Enter the Sleep Well Experiment
From January through March, Beehive shared with employees a series of educational articles, tip sheets and simple action steps they could take to improve the quality and quantity of their sleep. Each two-week series focused on a different topic (Mental Stress, Nutrition, Technology, Exercise, Physical Sleep Environment), with the objectives of: inspiring our team to develop healthier sleep habits and motivating healthy changes slowly and consistently. Each Monday, employees committed to experimenting with one tip for improving their sleep, and each Thursday we shared our progress together for support and accountability.

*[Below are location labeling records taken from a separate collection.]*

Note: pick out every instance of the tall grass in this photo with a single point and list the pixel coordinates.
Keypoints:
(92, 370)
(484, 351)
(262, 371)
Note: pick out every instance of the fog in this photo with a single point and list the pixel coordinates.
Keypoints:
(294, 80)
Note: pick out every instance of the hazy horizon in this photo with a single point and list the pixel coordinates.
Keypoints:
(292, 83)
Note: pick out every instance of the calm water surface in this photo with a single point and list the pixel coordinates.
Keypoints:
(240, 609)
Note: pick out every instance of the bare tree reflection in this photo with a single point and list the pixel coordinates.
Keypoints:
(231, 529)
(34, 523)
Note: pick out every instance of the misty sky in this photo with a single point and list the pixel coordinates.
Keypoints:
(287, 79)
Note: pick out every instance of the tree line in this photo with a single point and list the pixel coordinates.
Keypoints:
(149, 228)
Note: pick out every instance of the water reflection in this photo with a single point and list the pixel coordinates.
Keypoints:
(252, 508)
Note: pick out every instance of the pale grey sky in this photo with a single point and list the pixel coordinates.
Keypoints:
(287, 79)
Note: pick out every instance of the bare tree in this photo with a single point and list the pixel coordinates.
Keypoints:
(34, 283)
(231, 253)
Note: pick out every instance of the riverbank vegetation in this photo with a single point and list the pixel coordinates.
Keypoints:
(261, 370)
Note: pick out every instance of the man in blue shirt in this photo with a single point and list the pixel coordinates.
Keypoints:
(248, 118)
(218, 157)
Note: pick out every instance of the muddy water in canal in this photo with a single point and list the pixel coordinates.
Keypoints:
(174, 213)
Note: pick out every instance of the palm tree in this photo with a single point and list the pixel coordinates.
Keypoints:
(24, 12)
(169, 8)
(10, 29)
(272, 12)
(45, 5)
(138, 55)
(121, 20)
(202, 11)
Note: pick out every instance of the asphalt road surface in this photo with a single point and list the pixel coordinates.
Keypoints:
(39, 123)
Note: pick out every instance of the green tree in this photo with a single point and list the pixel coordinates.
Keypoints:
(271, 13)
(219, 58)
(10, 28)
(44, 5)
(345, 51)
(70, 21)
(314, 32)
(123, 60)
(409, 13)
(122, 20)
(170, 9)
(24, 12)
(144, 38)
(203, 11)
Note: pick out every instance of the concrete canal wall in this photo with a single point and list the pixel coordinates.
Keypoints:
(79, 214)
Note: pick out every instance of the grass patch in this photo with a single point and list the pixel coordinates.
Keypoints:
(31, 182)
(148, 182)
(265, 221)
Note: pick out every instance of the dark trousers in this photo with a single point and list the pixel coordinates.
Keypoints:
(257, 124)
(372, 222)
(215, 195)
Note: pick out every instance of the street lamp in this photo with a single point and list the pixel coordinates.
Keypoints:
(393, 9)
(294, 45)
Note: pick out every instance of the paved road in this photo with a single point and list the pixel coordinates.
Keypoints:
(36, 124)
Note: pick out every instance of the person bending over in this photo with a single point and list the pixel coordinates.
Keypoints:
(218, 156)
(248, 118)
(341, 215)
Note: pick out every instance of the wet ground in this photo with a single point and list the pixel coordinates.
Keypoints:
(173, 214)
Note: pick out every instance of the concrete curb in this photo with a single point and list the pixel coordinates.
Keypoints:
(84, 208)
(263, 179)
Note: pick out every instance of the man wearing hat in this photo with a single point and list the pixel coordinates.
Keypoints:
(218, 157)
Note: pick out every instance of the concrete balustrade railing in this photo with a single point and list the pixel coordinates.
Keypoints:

Napping for Boosting Alertness and Productivity
Yes, we even added a napping spot to our meditation room – a comfortable spot where employees could experience the benefits of a short, 10-20 minute-power nap to reboot their brain. Sleep experts say 10-20 minutes is ideal for a boosting alertness and energy, lifting productivity and mood, and improving memory and learning.
Where to Start?
If you aren’t sure where to start improving your sleep, keep it simple:
- Go to bed and get up at the same time each night
- Turn off all screens – computer, phone TV – an hour before you go to bed
- Avoid heavy meals and alcohol three hours before bedtime and caffeine after noon
- If you’re getting less than 8 hours of sleep a night, slowly go to bed 15 minutes earlier until you reach 8 hours
So Far, So Good
So, what was the result of our Sleep Well Experiment? Bottom line, we’re all sleeping more. We’re also binge sleeping less on weekends; waking up before our alarm more; waking up less frequently; sleeping more soundly; falling back to sleep easier; waking up more rested; and waking up and going to bed at the same time more often. Not bad. Wellness programs that incorporate sleep initiatives can result in employees who are more resilient, more productive, make better decisions, have improved memory and retention, make fewer mistakes. Not sure it’s for your company? Just sleep on it. You’ll make a better decision tomorrow.